When Chelsea and I parted, I felt peace that I’d faced another part of my past and it wasn’t nearly as awful as I remembered it being.
Now, two months later, I was knocking on Leta’s door. I’d gotten to know Leta as she cared for Brett. It was clear he adored her and the feeling was mutual. She had a loving heart, just like her sister. I was here today to ask the question I’d wanted to ask for months.
“Oh, hi, Brandon,” she said in surprise. “Does Barrett need something?”
“No,” I said. “May I come in? I was hoping we could talk.”
“Okay.” She stepped back, opening the door wider so I could pass.
I sat on the couch, clasping my hands together to keep from fidgeting. “How is she?” I blurted out.
“Why do you want to know?” She didn’t bother pretending not to know who I was talking about, which I appreciated.
“Because—” I paused to find the right words “—because I care.”

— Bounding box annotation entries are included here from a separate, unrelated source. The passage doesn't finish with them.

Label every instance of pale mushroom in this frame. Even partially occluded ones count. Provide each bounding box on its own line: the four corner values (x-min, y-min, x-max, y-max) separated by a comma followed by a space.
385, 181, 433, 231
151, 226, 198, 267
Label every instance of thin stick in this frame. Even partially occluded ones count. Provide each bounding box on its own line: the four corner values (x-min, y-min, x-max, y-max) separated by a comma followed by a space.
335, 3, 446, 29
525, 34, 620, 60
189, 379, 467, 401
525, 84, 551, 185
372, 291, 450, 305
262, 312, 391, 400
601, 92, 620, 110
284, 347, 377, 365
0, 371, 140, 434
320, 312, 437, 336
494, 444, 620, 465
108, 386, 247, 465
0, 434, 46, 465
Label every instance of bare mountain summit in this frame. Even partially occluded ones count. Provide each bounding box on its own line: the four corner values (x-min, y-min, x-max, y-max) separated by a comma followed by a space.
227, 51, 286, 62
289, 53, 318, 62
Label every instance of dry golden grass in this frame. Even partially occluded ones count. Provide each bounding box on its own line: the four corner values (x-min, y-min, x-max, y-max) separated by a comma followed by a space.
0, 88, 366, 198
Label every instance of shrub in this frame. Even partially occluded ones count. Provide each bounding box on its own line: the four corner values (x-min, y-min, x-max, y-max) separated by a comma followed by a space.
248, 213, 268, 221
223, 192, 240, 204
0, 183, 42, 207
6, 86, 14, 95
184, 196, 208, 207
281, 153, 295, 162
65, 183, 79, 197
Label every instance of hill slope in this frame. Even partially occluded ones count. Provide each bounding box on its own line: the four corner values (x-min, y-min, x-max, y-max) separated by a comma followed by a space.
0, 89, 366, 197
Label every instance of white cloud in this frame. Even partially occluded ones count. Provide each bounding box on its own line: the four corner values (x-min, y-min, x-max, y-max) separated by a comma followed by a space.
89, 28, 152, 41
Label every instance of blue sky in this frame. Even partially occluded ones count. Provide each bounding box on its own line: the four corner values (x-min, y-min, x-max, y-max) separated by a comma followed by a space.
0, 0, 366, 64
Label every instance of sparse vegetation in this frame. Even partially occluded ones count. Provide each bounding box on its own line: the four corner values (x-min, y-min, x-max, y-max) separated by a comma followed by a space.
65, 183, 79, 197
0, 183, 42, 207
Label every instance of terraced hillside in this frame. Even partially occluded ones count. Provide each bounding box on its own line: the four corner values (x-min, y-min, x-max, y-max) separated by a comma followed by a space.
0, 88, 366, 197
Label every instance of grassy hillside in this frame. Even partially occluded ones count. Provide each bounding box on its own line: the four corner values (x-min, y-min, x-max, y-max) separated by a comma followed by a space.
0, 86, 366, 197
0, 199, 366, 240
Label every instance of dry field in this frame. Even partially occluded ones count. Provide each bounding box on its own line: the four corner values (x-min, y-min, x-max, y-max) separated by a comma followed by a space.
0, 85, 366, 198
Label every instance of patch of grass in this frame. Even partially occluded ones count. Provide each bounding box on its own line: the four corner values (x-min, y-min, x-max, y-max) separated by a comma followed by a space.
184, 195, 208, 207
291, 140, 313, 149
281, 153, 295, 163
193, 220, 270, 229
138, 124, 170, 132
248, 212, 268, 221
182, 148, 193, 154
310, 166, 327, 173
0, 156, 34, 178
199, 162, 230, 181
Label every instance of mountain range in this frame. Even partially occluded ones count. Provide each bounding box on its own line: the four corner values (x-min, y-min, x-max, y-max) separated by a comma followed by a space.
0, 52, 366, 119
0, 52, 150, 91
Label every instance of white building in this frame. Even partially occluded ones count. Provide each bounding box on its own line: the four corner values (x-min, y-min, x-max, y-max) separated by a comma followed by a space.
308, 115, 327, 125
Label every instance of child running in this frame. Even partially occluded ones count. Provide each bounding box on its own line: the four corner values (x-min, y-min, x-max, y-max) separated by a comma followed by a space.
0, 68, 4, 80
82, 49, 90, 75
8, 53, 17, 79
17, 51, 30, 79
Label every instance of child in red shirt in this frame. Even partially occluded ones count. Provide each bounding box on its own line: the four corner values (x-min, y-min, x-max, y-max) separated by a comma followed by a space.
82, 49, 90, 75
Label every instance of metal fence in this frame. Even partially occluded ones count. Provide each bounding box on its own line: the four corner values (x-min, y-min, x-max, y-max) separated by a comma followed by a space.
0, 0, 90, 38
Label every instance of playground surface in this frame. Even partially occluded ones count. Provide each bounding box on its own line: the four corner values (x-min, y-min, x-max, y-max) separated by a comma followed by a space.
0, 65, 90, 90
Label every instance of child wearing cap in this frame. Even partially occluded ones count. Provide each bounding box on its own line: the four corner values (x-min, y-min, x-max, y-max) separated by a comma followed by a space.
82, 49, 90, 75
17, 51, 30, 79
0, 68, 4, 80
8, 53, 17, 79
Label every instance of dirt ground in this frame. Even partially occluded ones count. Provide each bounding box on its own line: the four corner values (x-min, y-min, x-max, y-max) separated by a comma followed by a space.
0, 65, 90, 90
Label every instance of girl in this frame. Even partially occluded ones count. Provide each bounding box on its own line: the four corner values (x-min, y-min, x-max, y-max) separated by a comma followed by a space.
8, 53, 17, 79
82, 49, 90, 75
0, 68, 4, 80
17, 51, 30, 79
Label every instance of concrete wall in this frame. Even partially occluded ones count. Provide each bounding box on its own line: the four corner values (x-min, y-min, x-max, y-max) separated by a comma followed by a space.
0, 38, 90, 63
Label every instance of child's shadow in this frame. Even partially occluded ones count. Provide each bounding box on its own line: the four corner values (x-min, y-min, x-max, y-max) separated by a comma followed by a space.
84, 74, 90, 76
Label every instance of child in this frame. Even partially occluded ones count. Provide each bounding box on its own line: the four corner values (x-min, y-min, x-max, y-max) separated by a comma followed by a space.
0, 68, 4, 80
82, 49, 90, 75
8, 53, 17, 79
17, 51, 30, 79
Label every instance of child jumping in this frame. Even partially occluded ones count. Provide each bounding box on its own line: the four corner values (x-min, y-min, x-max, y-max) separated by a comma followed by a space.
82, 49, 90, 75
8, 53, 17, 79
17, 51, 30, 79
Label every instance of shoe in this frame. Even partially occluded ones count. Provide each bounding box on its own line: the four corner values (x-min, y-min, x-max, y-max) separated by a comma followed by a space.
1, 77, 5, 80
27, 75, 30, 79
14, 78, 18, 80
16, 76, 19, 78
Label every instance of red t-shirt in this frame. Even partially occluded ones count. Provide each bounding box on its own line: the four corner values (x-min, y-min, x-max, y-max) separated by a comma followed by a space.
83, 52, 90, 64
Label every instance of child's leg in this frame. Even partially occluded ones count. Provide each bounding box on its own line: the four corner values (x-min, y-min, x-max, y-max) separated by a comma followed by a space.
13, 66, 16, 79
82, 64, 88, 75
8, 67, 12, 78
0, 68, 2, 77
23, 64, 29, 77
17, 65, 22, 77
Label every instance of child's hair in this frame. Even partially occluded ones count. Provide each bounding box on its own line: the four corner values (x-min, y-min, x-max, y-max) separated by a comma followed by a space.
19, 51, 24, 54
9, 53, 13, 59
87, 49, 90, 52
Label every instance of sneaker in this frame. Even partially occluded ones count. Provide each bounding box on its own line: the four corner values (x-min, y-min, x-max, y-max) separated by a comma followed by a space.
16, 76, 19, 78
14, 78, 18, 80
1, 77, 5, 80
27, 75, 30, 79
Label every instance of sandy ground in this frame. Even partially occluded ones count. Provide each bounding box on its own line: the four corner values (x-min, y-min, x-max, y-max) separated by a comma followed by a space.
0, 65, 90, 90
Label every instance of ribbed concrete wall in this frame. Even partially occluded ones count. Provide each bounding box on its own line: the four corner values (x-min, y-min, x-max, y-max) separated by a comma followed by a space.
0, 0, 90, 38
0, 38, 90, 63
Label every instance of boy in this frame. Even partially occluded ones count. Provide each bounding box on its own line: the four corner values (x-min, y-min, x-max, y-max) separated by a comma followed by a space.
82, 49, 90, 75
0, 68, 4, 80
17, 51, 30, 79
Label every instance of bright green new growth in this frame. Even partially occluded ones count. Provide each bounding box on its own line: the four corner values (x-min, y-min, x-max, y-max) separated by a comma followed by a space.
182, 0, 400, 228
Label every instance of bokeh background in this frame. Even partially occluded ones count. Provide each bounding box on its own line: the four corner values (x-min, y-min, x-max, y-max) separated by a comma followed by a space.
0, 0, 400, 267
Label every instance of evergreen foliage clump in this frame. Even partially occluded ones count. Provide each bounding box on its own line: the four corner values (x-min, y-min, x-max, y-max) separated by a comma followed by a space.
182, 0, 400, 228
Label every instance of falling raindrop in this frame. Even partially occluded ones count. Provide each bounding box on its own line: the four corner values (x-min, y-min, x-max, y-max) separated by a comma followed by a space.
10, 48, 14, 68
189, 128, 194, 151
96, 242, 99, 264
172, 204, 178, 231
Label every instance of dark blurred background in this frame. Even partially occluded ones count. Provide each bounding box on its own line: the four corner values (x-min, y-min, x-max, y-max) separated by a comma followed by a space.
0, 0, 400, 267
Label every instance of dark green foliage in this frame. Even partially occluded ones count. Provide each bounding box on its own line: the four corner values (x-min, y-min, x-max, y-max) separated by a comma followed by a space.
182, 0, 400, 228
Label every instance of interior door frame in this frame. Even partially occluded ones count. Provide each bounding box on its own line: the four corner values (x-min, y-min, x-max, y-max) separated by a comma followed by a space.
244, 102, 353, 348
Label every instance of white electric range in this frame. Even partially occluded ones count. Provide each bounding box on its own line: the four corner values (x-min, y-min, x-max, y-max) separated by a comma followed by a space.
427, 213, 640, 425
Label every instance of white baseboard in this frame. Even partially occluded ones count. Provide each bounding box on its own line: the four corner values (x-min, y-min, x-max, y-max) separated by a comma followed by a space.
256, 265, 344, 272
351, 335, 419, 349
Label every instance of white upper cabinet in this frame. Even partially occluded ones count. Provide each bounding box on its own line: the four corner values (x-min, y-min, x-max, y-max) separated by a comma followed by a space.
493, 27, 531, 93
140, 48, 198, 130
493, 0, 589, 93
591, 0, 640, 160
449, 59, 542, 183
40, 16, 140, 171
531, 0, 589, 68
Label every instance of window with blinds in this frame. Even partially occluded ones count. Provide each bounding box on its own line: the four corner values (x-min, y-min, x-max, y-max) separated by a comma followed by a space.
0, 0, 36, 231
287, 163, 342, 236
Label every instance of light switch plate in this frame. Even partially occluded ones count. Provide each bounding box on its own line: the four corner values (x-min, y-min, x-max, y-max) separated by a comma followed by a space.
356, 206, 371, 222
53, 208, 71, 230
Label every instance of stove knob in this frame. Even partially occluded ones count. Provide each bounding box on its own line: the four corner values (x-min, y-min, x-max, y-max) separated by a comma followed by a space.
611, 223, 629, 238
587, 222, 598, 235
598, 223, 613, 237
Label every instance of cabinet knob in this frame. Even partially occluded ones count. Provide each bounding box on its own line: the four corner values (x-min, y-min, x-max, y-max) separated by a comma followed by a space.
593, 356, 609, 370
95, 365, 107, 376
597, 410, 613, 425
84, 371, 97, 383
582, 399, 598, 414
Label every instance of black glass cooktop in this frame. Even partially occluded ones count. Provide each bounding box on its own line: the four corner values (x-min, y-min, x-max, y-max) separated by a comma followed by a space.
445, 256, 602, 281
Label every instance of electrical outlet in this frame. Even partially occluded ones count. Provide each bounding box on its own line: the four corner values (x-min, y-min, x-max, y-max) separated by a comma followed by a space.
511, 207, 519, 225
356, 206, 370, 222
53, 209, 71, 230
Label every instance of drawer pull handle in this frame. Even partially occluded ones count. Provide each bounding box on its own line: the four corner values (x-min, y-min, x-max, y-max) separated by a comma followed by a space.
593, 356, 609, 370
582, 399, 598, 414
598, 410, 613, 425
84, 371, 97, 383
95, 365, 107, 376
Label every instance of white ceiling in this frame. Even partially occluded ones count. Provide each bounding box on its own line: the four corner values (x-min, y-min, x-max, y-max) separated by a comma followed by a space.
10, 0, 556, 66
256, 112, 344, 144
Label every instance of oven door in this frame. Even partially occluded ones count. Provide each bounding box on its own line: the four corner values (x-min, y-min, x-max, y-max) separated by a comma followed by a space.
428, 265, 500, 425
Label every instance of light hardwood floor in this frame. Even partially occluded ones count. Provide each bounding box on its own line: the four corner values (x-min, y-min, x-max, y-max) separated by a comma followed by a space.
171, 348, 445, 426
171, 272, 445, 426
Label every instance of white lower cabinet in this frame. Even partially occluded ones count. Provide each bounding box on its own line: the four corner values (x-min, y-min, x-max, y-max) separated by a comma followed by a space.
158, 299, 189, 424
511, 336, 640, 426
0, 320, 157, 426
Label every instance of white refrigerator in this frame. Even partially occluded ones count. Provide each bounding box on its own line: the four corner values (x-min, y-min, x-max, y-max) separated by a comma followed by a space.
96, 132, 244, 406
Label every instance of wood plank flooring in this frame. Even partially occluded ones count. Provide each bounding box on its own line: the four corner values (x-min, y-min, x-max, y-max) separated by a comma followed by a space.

“You care,” she repeated. “Sorry, not good enough.”
“I know it’s not good enough, but the things I need to say need to be said to Layna.”
“Can’t help you.”
“Can’t or won’t?”
“Six of one, half dozen of the other,” was her cryptic response. “It doesn’t really matter, because I don’t know where she is. As far as we know, she’s only told one person where she’s living.”
I had a feeling I wasn’t going to like the answer to the next question. “Who did she tell?”
“Can’t tell you that either. She said you would figure it out if you wanted to know
badly enough. Personally, I think she overestimated you.”
“Jesus, what the hell did I do to you?”
“You hurt someone I care about.”
“And I don’t deny it, nor do I excuse it, but you have no right to judge me. You think you know everything because you’ve been here all this time, but you don’t know what I lived with for the last thirteen years, so until you do, don’t pass your final judgment.”
“Fair enough,” she conceded.
“Where do I find him?”
For the second time that day, I knocked on a door, hoping to get the answer to my question.
“What can I do you for, man?” James said as he rubbed his eyes and yawned, clearly not checking to see who I was first. “Shit.” He figured it out.
“I take it Leta didn’t call to warn you I was on my way.”
It took him a second to respond. “She may have. I just came off a forty-eight-hour shift and was catching up on some sleep. I turned my phone off.”
“May I come in? I’d like to talk to you.”
He looked like he’d never considered that I would ever want to talk to him. “Yeah, sure, come in.”
I followed James into his living room. “Uh, have a seat. I’m going to throw on some coffee. Would you like anything?”
Yes, your sister’s whereabouts didn’t seem like the right way to ask, so I told him no thanks instead.
We sat there awkwardly before James spoke up. “I’m sorry to be so nervous. In all the years I’ve known your family, I never thought I would actually meet you. I’ve had this speech I rehearsed over and over again, in case I ever got the chance to talk to you, and now I can’t remember most of it, and the parts I do remember aren’t enough to say how sorry I really am.”
“I think you’ve apologized enough for the mistake you made thirteen years ago. It’s time we all move past it.” I looked James in the eye, man to man. We were no longer boys who thought we had all of the answers. The two of us knew that sometimes there was no clear-cut answer.
“Thank you. I hope I can be worthy of the forgiveness and second chance I’ve been given.”